We build our models based on two model families: the Llama-3.1-8B and Mistral-7B-v0.1. We train the models on both on-policy and off-policy training data, yielding altogether four AFT models, as listed below:
Released Models:
Linzwcs/Llama-AFT-Off-Policy
Linzwcs/Llama-AFT-On-Policy
Linzwcs/Mistral-AFT-Off-Policy
Linzwcs/Mistral-AFT-On-Policy
You can use these models by setting the model_name
in the configuration file to the corresponding model names.

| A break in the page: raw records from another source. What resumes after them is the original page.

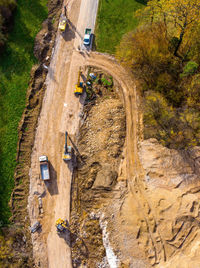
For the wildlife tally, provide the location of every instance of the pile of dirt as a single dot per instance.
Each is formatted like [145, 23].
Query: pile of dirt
[21, 256]
[159, 217]
[100, 143]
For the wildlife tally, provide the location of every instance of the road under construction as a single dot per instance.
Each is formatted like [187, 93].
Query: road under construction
[60, 112]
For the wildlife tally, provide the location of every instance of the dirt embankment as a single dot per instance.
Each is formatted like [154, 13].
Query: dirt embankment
[100, 143]
[16, 239]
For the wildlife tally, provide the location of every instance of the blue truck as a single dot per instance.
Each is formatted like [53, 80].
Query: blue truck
[44, 167]
[87, 37]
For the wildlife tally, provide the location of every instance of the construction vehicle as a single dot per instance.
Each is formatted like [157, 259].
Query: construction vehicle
[61, 225]
[79, 86]
[87, 37]
[63, 21]
[67, 155]
[44, 167]
[35, 227]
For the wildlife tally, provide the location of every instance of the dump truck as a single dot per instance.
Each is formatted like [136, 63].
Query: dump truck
[87, 37]
[79, 86]
[67, 154]
[44, 167]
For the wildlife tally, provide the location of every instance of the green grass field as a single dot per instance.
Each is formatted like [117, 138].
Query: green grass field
[114, 19]
[15, 66]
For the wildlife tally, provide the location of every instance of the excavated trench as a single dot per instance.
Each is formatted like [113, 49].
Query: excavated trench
[100, 142]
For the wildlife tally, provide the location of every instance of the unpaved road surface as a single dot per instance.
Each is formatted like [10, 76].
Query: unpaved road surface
[60, 112]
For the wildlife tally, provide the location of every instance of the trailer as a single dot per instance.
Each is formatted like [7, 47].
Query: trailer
[44, 167]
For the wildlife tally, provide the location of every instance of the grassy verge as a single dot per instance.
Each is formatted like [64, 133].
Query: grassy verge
[15, 66]
[114, 19]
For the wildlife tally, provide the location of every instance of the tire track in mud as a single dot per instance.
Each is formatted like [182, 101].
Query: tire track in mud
[134, 170]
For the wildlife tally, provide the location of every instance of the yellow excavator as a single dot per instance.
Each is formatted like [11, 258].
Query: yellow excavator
[63, 20]
[61, 225]
[67, 154]
[79, 86]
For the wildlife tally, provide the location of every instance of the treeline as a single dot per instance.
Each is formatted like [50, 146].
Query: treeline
[7, 8]
[163, 53]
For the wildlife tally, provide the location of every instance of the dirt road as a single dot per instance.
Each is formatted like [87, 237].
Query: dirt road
[60, 112]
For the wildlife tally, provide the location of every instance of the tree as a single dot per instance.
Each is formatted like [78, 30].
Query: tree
[181, 18]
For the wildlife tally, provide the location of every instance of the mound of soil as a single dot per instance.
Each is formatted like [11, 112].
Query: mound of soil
[100, 143]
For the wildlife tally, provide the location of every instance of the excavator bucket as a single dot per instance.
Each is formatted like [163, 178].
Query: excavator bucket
[67, 150]
[61, 225]
[79, 86]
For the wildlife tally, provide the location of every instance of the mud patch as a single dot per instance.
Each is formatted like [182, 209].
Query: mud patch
[100, 143]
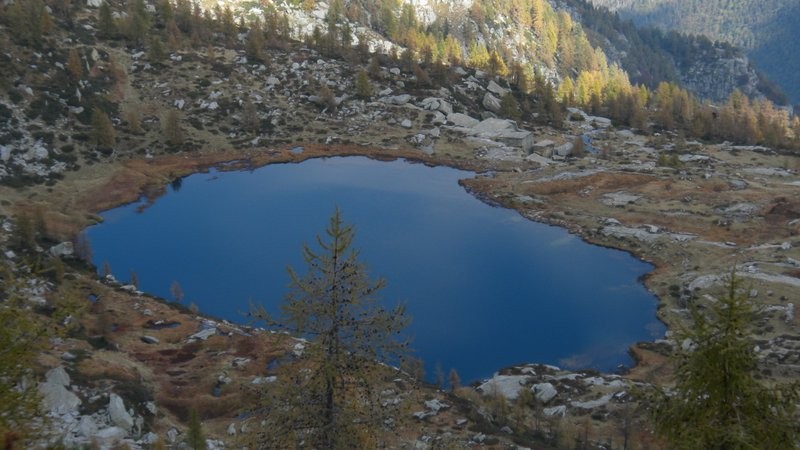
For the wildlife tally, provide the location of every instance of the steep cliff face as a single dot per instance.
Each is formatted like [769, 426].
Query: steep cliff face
[711, 70]
[715, 78]
[763, 29]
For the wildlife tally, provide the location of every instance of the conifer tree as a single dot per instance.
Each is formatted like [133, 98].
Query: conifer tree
[106, 27]
[194, 436]
[330, 403]
[19, 342]
[363, 86]
[254, 45]
[173, 132]
[103, 132]
[717, 401]
[74, 66]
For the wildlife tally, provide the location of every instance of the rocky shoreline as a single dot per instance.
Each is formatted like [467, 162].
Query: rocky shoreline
[719, 206]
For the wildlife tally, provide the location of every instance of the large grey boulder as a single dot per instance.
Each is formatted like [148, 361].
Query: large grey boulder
[119, 416]
[109, 437]
[62, 249]
[544, 392]
[462, 120]
[56, 397]
[496, 89]
[399, 100]
[491, 103]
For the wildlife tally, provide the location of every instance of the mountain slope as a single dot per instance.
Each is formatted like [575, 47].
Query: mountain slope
[764, 29]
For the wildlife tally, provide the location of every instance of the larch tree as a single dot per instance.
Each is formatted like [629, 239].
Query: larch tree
[717, 401]
[20, 335]
[103, 133]
[328, 398]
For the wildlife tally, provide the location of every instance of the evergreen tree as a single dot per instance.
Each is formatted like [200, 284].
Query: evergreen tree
[74, 66]
[139, 22]
[173, 132]
[509, 107]
[106, 27]
[103, 133]
[194, 436]
[363, 86]
[717, 401]
[254, 45]
[331, 403]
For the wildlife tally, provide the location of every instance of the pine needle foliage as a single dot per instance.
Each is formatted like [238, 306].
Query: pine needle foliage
[717, 402]
[327, 398]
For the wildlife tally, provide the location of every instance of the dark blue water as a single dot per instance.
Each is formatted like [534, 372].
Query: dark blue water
[485, 287]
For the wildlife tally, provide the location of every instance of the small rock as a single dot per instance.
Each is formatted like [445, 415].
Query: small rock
[264, 380]
[544, 392]
[87, 427]
[62, 249]
[491, 103]
[107, 437]
[150, 339]
[560, 410]
[119, 416]
[149, 438]
[204, 334]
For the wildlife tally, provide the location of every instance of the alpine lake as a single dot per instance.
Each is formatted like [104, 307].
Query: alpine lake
[485, 287]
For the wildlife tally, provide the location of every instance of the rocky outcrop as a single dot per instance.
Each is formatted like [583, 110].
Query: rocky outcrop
[56, 398]
[715, 78]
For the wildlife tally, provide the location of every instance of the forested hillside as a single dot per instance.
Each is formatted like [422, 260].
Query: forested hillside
[765, 29]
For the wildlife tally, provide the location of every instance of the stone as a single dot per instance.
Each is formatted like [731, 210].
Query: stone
[491, 103]
[87, 427]
[496, 89]
[619, 198]
[119, 416]
[591, 404]
[560, 411]
[264, 380]
[150, 339]
[509, 386]
[62, 249]
[55, 396]
[149, 438]
[58, 376]
[436, 405]
[202, 335]
[398, 100]
[544, 392]
[107, 437]
[462, 120]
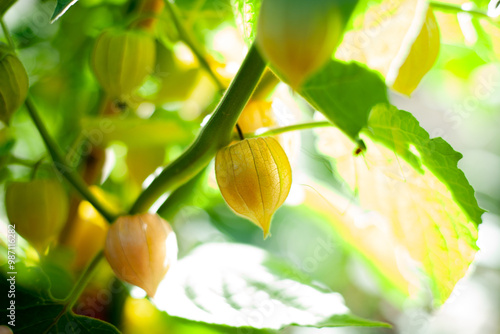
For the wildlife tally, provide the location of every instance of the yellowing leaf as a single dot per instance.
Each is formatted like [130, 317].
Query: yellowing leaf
[415, 201]
[398, 38]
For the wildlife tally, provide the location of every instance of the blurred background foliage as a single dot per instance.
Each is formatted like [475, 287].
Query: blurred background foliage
[457, 100]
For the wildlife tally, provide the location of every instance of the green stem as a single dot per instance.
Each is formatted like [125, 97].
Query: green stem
[214, 135]
[7, 35]
[59, 162]
[78, 289]
[186, 38]
[13, 160]
[277, 131]
[449, 7]
[83, 281]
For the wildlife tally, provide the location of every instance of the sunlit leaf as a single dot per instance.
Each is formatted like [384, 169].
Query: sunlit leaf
[135, 132]
[246, 14]
[244, 286]
[61, 8]
[37, 314]
[418, 201]
[400, 39]
[345, 94]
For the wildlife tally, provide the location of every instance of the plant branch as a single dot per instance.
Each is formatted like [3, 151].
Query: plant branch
[277, 131]
[186, 38]
[449, 7]
[59, 162]
[7, 34]
[215, 134]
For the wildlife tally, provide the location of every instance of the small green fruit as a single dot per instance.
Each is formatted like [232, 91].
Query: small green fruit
[38, 209]
[122, 60]
[297, 36]
[14, 84]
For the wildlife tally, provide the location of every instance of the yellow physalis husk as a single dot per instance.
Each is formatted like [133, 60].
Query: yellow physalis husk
[140, 249]
[122, 60]
[422, 56]
[254, 177]
[298, 37]
[13, 84]
[87, 235]
[38, 209]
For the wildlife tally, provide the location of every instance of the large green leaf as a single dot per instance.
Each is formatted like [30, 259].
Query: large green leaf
[401, 132]
[5, 5]
[61, 7]
[418, 211]
[36, 312]
[345, 94]
[244, 286]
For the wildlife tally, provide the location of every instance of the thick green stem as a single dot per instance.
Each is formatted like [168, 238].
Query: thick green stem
[64, 169]
[186, 38]
[449, 7]
[277, 131]
[214, 135]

Please refer to our paper for training details.
We evaluate our models on two benchmark datasets: MT-Bench and AlpacaEval 2, and the results are presented below:
MT-Bench | AlpacaEval | ||||
Model | 1st turn | 2nd turn | Avg. | LC(%) | WR(%) |
---|---|---|---|---|---|
Mistral-7B-v0.1-Base | |||||
SFT | 6.6 | 6.1 | 6.4 | 6.7 | 6.1 |
AFT-off-policy | 7.7 | 6.3 | 7.0 | 19.8 | 20.0 |
w/ Agg. | 8.0 | 7.0 | 7.5 | 33.8 | 47.8 |
AFT-on-policy | 7.5 | 6.4 | 6.9 | 23.4 | 24.9 |
w/ Agg. | 8.3 | 7.0 | 7.6 | 30.7 | 48.4 |
Llama3.1-8B-Base | |||||
SFT | 7.3 | 6.2 | 6.8 | 8.0 | 7.3 |
AFT-off-policy | 7.7 | 6.9 | 7.3 | 20.3 | 19.6 |
w/ Agg. | 8.3 | 7.6 | 7.9 | 40.3 | 47.8 |
AFT-on-policy | 7.9 | 6.9 | 7.4 | 21.5 | 21.8 |
w/ Agg. | 8.5 | 7.6 | 8.1 | 41.3 | 51.3 |
This project is mainly motivated and supported by several existing works:
-
Mixture-of-Agents Enhances Large Language Model Capabilities: we draw inspiration from MoA to propose aggregation leanring.
-
vLLM: we construct the generation pipeline based on vLLM.
@misc{li2025draftsanswersunlockingllm,
title={From Drafts to Answers: Unlocking LLM Potential via Aggregation Fine-Tuning},
author={Yafu Li and Zhilin Wang and Tingchen Fu and Ganqu Cui and Sen Yang and Yu Cheng},
year={2025},
eprint={2501.11877},
archivePrefix={arXiv},
primaryClass={cs.CL},
url={https://arxiv.org/abs/2501.11877},
}
The code and model weights are licensed under LICENSE.